A huge dark blue limousine of impressive aspect was just drawing up before Number Seven as they emerged from the Goddard house and crossed the street. At sight of the distinguished, gray-bearded man who alighted and went up the steps the inspector halted with an exclamation.

“Do you know who that is, Mac? The ambassador to whom the mayor gave the keys of the city only yesterday down at City Hall! If he comes himself to call on the Parsons family they’re of more importance even than I thought!”

“And ’tis small wonder they don’t bother to associate with the rest on the block, millionaires or no,” McCarty commented, eyeing the equipage with vast respect as they passed. “You said the old gentleman was—?”

He paused suddenly and Dennis’ eyes followed his to the great entrance doors which were closing slowly behind the aristocratic back of the ambassador. There was just a glimpse of a thin, sallow-faced manservant in black, who appeared to sweep the trio with a curiously penetrating gaze and then the scene was shut out.

McCarty seemed to have lost interest in the question he was about to ask and they went on in silence to the narrow, paved court between the Parsons residence and the vast, rambling pile of brownstone next door.

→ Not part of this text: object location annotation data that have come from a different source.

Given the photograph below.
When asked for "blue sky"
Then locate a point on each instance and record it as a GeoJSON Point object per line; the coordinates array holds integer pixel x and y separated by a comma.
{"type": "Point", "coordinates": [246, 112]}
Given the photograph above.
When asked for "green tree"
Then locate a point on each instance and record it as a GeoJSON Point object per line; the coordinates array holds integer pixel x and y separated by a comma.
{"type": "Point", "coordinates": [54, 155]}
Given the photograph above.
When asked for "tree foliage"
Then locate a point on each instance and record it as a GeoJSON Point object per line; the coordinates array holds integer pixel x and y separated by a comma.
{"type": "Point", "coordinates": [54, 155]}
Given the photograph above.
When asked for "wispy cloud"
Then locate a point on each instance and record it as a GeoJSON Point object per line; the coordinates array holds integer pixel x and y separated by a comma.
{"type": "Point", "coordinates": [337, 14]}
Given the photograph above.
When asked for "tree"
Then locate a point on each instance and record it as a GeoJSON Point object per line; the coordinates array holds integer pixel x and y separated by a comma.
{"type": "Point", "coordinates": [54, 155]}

“Let’s go up here and see if the rear is open for the length of the block, the way it is on the other side of the street,” McCarty suggested. “There’s Parsons’ side door, the one Horace said the man disappeared into; it’s pretty deep, you see, deep enough for him to have just stepped into the embrasure and been hid in the shadows of late afternoon without actually going through the door itself, though I don’t say he didn’t, at that!”

“’Tis likely a nut that’d go around grabbing children and searching their pockets would be let into the Parsons’!” Dennis exclaimed in fine scorn. “Unless the boy made the whole thing up for a sensation, the way some kids do, how’d the man get in and out of the block? The house on this side looks to be boarded up, as tight as a drum.”